Responding to complaints by appropriators and budget-writers regarding the practice of "guaranteeing" highway, transit and highway safety spending levels, leaders of the House Subcommittee on Highways, Transit and Pipelines told colleagues, "Using dedicated user fees for transportation is a simple matter of fairness and honesty in government."
Subcommittee Chairman Thomas Petri (R-Wis.) and Ranking Democrat Peter DeFazio (D-Ore.) said in an April 6 letter, "The idea of guaranteeing levels of spending for highways, transit and highway safety programs is not a new one. This battle was decided nearly 10 years ago when Highway Trust Fund spending had long been suppressed in annual appropriations acts to either pay for other programs or mask the size of the deficit. In 1998 Congress voted overwhelmingly in the Transportation Equity Act for the 21st Century [TEA-21] to put the 'trust' back in the Highway Trust Fund by creating budgetary firewalls and spending guarantees. SAFETEA-LU continues this practice."

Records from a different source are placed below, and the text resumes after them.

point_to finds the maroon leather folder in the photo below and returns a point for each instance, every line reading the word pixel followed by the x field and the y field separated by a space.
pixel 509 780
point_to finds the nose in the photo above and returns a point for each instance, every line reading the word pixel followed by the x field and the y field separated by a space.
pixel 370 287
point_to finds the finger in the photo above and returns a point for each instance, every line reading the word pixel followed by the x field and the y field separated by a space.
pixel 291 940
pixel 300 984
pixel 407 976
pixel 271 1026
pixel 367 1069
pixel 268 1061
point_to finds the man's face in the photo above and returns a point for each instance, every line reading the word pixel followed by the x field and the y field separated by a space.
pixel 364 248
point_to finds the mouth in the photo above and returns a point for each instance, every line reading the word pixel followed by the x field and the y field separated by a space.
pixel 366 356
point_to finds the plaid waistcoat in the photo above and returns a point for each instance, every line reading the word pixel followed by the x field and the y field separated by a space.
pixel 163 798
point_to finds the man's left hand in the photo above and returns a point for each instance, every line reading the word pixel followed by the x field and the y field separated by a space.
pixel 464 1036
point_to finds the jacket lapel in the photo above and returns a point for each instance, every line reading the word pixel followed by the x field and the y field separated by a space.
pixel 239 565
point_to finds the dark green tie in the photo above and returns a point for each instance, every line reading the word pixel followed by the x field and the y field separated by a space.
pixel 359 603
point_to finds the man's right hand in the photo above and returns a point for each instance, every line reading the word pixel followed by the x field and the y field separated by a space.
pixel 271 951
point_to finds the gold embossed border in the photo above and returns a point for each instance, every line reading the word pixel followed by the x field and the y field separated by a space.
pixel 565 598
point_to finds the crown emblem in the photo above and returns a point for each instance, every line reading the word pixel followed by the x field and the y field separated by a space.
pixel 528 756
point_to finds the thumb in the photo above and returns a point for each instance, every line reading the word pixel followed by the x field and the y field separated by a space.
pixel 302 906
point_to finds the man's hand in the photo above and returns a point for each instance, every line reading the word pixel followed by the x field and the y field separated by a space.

Their letter continued: "The reason that highway, transit and highway safety programs have been granted special budgetary consideration is because this spending is supported by fuel taxes and other taxes paid by the users of the highways. In 1956 the Highway Trust Fund was created and funded though highway user fees. This 'user pay' principle is unique and is the main reason why Highway Trust Fund dollars can be used only for highway, transit and highway safety programs. These programs produce a return on the investment made by highway users by way of reduced congestion, greater mobility and improved highway safety."
They conclude, "We made a commitment to the American public that we would fund the improvements they paid for at the gas pump. Using dedicated user fees for transportation is a simple matter of fairness and honesty in government. That is the difference."